Sekiz yıl önce öldürülen gazeteci Hrant Dink’in avukatları, soruşturmayı yürüten İstanbul Cumhuriyet Başsavcılığı’ndan İstanbul İstihbarat Şube Müdürü Ali Fuat Yılmazer ve cinayetin diğer şüpheli kamu görevlilerinin beyanlarına itibar etmemesini istedi.
19 Ocak 2007 tarihinde işlenen Dink cinayetinde ciddi sorumluluğu olan kamu görevlilerinin cinayete ilişkin bilgi sahibi olmadıkları veya hatırlatmadıklarını söylediklerini bianet’e ifade eden avukat Hakan Bakırcıoğlu, “Bizim açımızdan olgularla cinayetteki sorumlulukları açıkça ortadadır” diyerek dönemin güvenlik yetkililerini suçladı.

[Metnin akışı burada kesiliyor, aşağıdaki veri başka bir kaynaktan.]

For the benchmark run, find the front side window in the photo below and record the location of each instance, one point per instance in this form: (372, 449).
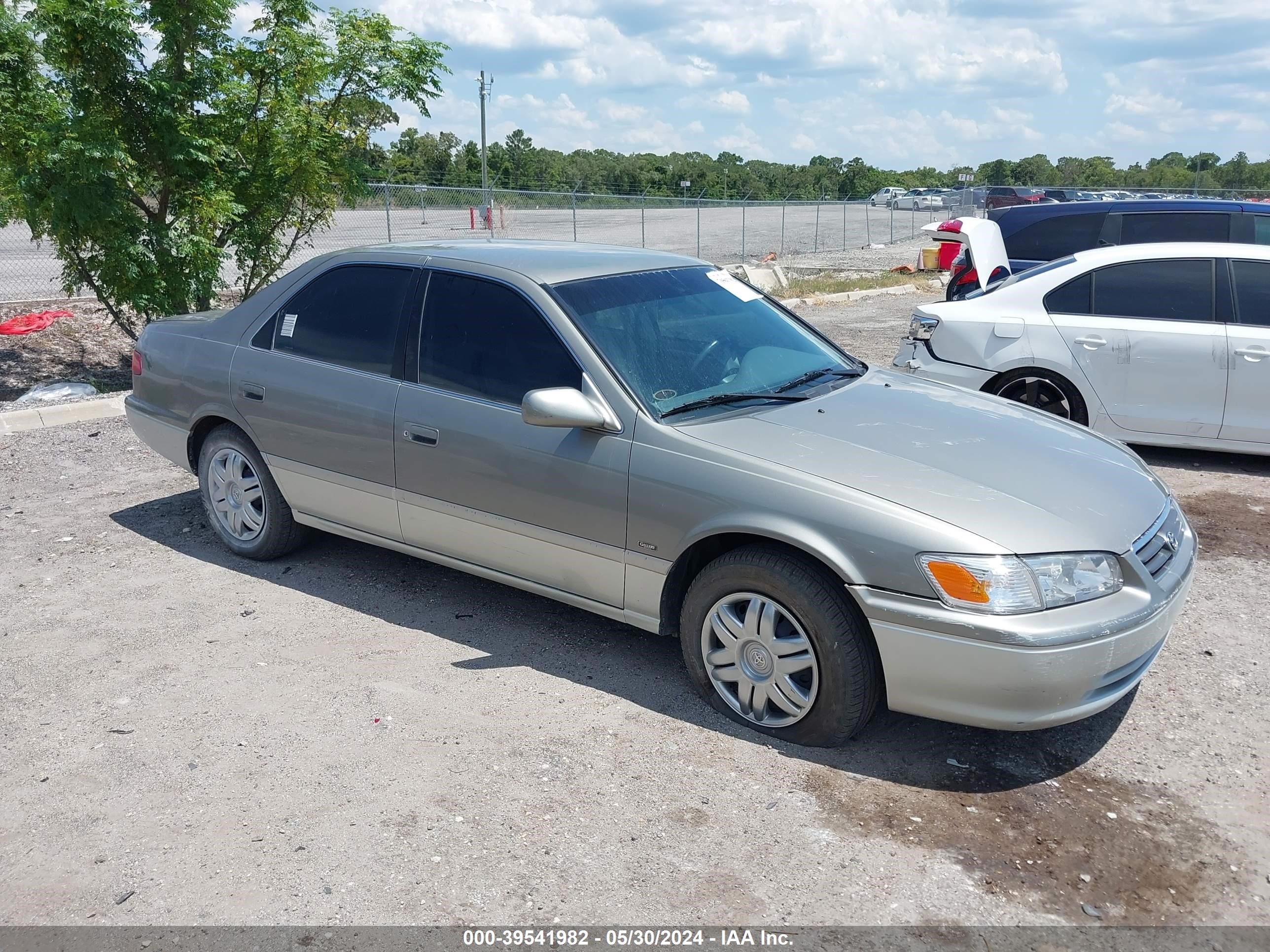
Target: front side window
(1175, 290)
(687, 334)
(1146, 228)
(1253, 291)
(483, 340)
(347, 316)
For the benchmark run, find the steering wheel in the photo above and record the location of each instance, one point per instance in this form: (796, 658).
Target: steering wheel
(704, 353)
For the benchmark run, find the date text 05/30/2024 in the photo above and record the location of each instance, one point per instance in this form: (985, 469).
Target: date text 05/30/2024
(503, 938)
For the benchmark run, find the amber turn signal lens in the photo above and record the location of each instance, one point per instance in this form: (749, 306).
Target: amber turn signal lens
(959, 583)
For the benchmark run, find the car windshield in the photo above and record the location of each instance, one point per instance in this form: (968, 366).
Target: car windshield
(685, 334)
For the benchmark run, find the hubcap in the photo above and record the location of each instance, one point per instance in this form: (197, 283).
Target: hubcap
(1038, 393)
(760, 659)
(237, 497)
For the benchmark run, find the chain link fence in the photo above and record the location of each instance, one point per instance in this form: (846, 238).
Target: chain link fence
(717, 230)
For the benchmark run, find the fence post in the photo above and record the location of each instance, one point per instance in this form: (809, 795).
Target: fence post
(699, 223)
(388, 212)
(643, 204)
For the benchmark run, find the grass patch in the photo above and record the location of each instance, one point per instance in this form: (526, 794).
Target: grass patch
(835, 283)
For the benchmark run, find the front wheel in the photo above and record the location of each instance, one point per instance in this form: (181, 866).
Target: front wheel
(775, 643)
(1042, 390)
(243, 502)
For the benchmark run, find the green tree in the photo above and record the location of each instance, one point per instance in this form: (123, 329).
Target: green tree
(148, 169)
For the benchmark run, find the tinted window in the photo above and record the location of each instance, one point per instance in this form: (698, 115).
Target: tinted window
(1056, 237)
(1253, 291)
(1262, 229)
(1072, 298)
(1175, 226)
(1176, 290)
(484, 340)
(347, 316)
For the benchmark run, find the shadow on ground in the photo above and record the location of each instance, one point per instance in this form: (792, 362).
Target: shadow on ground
(645, 669)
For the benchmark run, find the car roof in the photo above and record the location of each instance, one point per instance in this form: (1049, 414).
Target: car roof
(1097, 257)
(1019, 216)
(544, 262)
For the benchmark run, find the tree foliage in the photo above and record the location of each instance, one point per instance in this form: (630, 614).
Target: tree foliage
(151, 148)
(442, 159)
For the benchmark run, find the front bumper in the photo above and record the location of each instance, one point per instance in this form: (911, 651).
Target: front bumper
(916, 357)
(1046, 673)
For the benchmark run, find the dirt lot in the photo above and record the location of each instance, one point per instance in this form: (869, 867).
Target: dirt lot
(349, 735)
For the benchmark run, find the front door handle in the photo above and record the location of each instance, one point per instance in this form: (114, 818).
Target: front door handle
(421, 435)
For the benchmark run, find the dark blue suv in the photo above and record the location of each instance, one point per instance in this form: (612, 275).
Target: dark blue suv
(1035, 234)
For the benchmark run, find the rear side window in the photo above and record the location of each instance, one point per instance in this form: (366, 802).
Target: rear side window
(1072, 298)
(1056, 237)
(483, 340)
(347, 316)
(1253, 291)
(1174, 290)
(1146, 228)
(1262, 229)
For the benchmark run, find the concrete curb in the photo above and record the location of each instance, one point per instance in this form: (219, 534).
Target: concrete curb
(40, 418)
(850, 295)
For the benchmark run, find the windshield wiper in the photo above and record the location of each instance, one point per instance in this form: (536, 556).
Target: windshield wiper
(812, 375)
(717, 399)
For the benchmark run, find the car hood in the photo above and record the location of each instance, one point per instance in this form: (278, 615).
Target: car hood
(1019, 477)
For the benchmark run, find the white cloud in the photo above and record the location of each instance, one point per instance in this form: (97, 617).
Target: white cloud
(729, 101)
(744, 141)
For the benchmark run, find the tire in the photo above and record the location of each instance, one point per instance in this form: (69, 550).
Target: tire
(267, 528)
(846, 682)
(1042, 391)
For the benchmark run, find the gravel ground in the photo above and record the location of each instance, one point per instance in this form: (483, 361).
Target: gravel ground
(349, 735)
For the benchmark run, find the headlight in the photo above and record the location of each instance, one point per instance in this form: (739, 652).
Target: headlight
(920, 328)
(1013, 584)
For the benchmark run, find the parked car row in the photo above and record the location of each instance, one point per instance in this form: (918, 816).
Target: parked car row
(1166, 344)
(642, 436)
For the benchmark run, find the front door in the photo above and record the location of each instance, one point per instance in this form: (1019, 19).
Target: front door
(1151, 347)
(1247, 394)
(479, 484)
(316, 387)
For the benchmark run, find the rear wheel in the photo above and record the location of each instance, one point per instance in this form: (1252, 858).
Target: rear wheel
(242, 501)
(1042, 390)
(775, 643)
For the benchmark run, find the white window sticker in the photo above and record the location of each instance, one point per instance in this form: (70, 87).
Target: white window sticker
(737, 289)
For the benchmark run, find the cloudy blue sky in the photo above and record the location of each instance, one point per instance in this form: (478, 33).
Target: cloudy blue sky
(901, 83)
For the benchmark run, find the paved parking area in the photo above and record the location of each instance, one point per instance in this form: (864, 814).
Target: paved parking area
(349, 735)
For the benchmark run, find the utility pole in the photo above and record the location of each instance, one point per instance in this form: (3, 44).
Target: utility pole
(486, 88)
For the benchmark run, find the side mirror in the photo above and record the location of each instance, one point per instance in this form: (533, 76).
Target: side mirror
(562, 407)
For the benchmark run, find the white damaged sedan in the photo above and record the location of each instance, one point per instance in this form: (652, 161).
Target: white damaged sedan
(1165, 344)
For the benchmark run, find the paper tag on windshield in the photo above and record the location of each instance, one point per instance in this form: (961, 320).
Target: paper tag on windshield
(737, 289)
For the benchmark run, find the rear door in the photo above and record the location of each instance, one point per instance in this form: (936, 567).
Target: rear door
(317, 385)
(1247, 393)
(1146, 336)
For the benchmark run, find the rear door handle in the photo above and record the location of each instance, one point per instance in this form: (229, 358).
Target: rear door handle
(421, 435)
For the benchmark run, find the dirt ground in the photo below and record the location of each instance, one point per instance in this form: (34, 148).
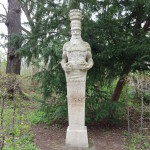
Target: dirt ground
(53, 138)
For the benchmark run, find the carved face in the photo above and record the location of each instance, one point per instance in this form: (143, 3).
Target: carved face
(76, 33)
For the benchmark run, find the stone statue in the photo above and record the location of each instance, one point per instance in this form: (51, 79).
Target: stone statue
(76, 61)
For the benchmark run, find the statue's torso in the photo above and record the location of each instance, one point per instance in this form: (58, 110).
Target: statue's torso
(76, 53)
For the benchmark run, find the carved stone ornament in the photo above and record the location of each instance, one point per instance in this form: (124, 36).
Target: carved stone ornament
(76, 61)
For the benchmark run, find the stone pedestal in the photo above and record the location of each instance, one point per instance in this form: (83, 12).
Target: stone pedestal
(77, 137)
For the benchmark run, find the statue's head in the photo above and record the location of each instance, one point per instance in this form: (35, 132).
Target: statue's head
(76, 17)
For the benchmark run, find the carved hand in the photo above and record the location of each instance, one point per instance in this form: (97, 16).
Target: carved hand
(67, 67)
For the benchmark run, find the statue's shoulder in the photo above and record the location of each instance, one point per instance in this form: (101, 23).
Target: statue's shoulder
(66, 44)
(86, 44)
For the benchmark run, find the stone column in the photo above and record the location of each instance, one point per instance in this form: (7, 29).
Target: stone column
(76, 61)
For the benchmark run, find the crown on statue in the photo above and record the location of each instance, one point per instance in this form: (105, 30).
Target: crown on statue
(75, 17)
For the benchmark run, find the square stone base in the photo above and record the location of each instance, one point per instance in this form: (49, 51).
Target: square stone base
(77, 137)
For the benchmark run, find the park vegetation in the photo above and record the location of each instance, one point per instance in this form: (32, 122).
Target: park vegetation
(118, 85)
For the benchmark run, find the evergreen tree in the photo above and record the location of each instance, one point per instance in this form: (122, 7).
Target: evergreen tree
(14, 31)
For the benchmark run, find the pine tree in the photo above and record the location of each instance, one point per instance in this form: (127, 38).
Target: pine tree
(14, 31)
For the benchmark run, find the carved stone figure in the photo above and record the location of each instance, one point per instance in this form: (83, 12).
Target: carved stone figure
(76, 61)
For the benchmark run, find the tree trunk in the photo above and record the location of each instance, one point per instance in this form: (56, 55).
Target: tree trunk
(117, 92)
(14, 31)
(121, 82)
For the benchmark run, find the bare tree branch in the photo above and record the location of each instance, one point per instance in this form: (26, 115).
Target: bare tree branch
(25, 9)
(3, 18)
(25, 30)
(147, 24)
(4, 8)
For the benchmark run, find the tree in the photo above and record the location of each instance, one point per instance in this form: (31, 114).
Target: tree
(14, 31)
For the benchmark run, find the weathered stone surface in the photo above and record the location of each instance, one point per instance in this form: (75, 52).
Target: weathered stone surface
(76, 61)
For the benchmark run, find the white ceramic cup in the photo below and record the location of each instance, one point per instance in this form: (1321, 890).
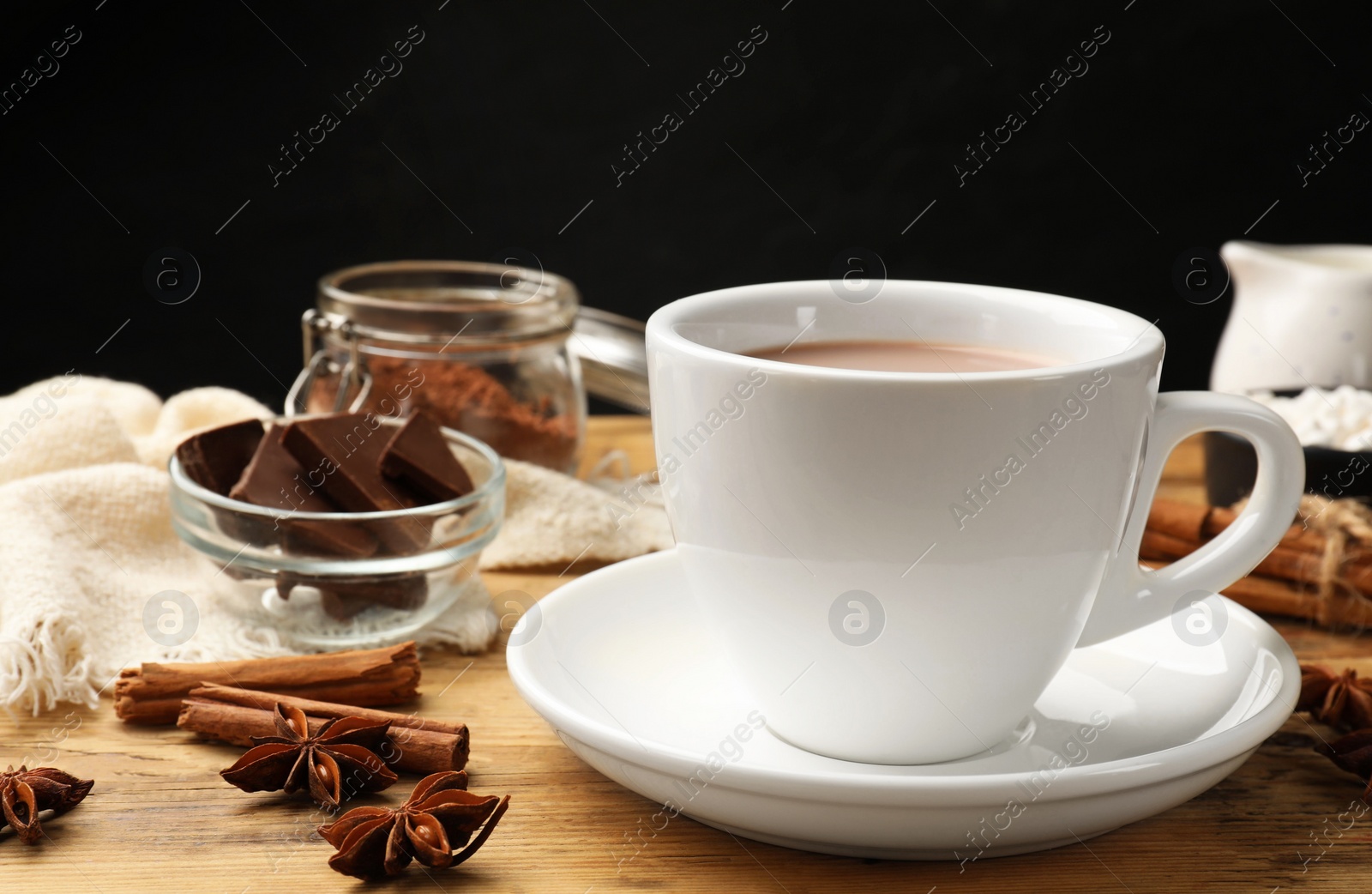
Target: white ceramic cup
(898, 564)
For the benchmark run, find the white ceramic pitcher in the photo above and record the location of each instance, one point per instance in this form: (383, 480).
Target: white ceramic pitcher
(1301, 316)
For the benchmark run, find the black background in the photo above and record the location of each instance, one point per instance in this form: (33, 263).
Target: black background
(514, 114)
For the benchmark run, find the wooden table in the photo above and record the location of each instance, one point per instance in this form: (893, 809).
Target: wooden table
(162, 818)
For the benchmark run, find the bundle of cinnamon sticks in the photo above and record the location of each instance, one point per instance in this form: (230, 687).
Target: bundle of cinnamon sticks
(237, 701)
(1321, 571)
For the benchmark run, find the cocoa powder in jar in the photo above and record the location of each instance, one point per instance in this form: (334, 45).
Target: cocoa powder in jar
(468, 398)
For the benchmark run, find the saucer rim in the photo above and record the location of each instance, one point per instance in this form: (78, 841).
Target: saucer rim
(1070, 782)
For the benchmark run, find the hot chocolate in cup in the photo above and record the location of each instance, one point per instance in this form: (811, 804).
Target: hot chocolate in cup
(898, 564)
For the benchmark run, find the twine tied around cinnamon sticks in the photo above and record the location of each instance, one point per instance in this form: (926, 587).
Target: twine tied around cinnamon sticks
(1319, 571)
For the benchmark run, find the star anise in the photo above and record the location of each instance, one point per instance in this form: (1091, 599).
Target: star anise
(25, 794)
(1342, 701)
(1353, 752)
(438, 816)
(342, 752)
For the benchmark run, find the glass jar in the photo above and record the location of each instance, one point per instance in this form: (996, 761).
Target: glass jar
(484, 347)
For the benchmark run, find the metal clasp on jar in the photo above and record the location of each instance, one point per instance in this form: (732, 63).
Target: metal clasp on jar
(353, 377)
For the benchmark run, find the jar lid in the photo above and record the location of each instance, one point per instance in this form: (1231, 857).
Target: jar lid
(449, 302)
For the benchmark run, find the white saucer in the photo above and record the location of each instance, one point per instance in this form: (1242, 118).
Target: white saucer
(622, 667)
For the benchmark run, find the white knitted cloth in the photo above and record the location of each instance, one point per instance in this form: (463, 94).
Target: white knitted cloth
(86, 539)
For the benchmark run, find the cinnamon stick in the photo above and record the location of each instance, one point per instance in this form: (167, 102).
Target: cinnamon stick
(235, 716)
(1282, 598)
(1190, 521)
(153, 694)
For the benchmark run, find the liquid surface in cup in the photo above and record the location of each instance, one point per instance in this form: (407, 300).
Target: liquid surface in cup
(891, 356)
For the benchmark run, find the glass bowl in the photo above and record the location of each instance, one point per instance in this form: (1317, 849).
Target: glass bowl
(283, 571)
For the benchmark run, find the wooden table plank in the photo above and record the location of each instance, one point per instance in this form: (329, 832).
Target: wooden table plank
(161, 818)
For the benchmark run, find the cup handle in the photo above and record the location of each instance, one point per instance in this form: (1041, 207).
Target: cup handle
(1132, 596)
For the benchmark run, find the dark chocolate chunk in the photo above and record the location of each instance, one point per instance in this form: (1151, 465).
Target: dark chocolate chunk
(347, 450)
(216, 459)
(274, 480)
(418, 456)
(345, 599)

“Bu tür açıklamalarla sorumluluklarını bertaraf etmeyi amaçlamaktadırlar. Ali Fuat Yılmazer, Celalettin Cerrah, Reşat Altay ve Ali Öz’ün bu beyanlarının gerçekliği ve geçerliliği bulunmuyor. Savcılık makamının da bu hususları böyle değerlendireceğini düşünüyoruz.”
Yılmazer: Yazı geldiğinde yurt dışındaydım
Emniyetteki "paralel yapı" operasyonu kapsamında tutuklu bulunan dönemin İstanbul İstihbarat Şube Müdürü Ali Fuat Yılmazer, İstanbul Cumhuriyet Başsavcıvekilliği Terör ve Örgütlü Suçlar Birimi Savcısı Yusuf Doğan’ın yürüttüğü Dink soruşturması çerçevesinde dün (4 Aralık) şüpheli olarak ifade verdi.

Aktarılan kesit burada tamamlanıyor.